As a practical person, I am cleaning the tables in the galley. My reading of cautionary romances on Mrrthow led me to believe that this would be done by machines, but I am informed that machines cost more than General Maintainers (Probationary) and it is not half so satisfying to hit machines. I don’t know how I know this language nor how my credentials were in order. I suppose I am a pawn in a game with many Hidden Players behind the scenes. I’d worry about it, but the first thing to do is survive.
Lady Susan came into the galley, ducking to avoid hitting her head. She’s a human and they run to height. She drew her five-fingered hand along the tabletop. “Not clean
Humans don’t like vavacq. (Yes, there are vavacq out here. This puzzled me at first.) Lady Susan takes this cultural trait and nurtures it. “Vavacq,” she said. “If your race practiced genetic engineering and forced culling for a few million years, they might be eligible to apply for a junior partnership in a lichen. You,” she sneered, “would not have made it to the second generation.” When she sneers, her shiny white omni-vore teeth contrast with her brown face.
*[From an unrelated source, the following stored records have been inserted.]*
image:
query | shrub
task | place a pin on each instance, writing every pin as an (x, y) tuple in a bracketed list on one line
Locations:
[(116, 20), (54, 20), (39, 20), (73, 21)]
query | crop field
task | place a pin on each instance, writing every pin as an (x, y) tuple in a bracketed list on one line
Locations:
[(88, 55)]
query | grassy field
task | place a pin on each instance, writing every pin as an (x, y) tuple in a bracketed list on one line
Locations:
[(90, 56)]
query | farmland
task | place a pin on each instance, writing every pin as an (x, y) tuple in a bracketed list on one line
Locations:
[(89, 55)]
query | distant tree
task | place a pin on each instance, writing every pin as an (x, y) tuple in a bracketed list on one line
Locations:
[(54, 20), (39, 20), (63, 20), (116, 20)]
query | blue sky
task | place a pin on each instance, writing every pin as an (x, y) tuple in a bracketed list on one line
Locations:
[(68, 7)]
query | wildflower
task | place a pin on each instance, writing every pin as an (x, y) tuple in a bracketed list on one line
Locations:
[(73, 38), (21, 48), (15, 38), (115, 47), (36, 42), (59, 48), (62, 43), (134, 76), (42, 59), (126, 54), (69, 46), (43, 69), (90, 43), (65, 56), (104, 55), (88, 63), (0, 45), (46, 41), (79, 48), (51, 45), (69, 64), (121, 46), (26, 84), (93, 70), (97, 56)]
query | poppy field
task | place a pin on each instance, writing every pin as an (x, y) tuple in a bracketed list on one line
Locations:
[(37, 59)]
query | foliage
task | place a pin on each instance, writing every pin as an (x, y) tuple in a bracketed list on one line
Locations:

I finished my cleaning and returned to my cubicle. I passed other crew on the way; none of them are vavacq, but none of them are human either. I think Lady Susan is on some sort of a training mission. I didn’t expect so many species. Our scientists said this was highly improbable; another good theory done in by facts. “Never thought about it,” was the majority opinion (this fits in with my new definition of people). This was followed by “It’s always been that way.” A few of a more mystic persuasion believed that an Elder Race had seeded the galaxy with life-forms for their own unknowable purposes. These were referred to as the Eldest Ones, the Gardeners, or the Causal Ones, depending upon the particular sect involved.
My quarters are small. My current possessions are two uniforms and a toilet kit. I have been accessing the available sections of the ship’s computer memory. Most of that seems to be pornography. There is background information in other languages, but I don’t know them. I don’t know how I learned this language I’m speaking. I’m going to sleep.
The captain is a Lobote—descended from a pack carnivore; we are the surrogate pack. I’m avoiding Lady Susan; she must dislike me as a vavacq specimen. I have not had a chance to be personally offensive to her. Given her size and obvious strength, I think the proper retort to her rudeness is a dignified silence or a “Yes, ma’am.” I’m the only vavacq on the ship. I know there are others in the galaxy. No one thinks I’m unusual. There are references to vavacq in some of the novels. Favorable, unfavorable, or background depending upon the author’s species or personality. It’s clear that vavacq are not the Master Race by any means.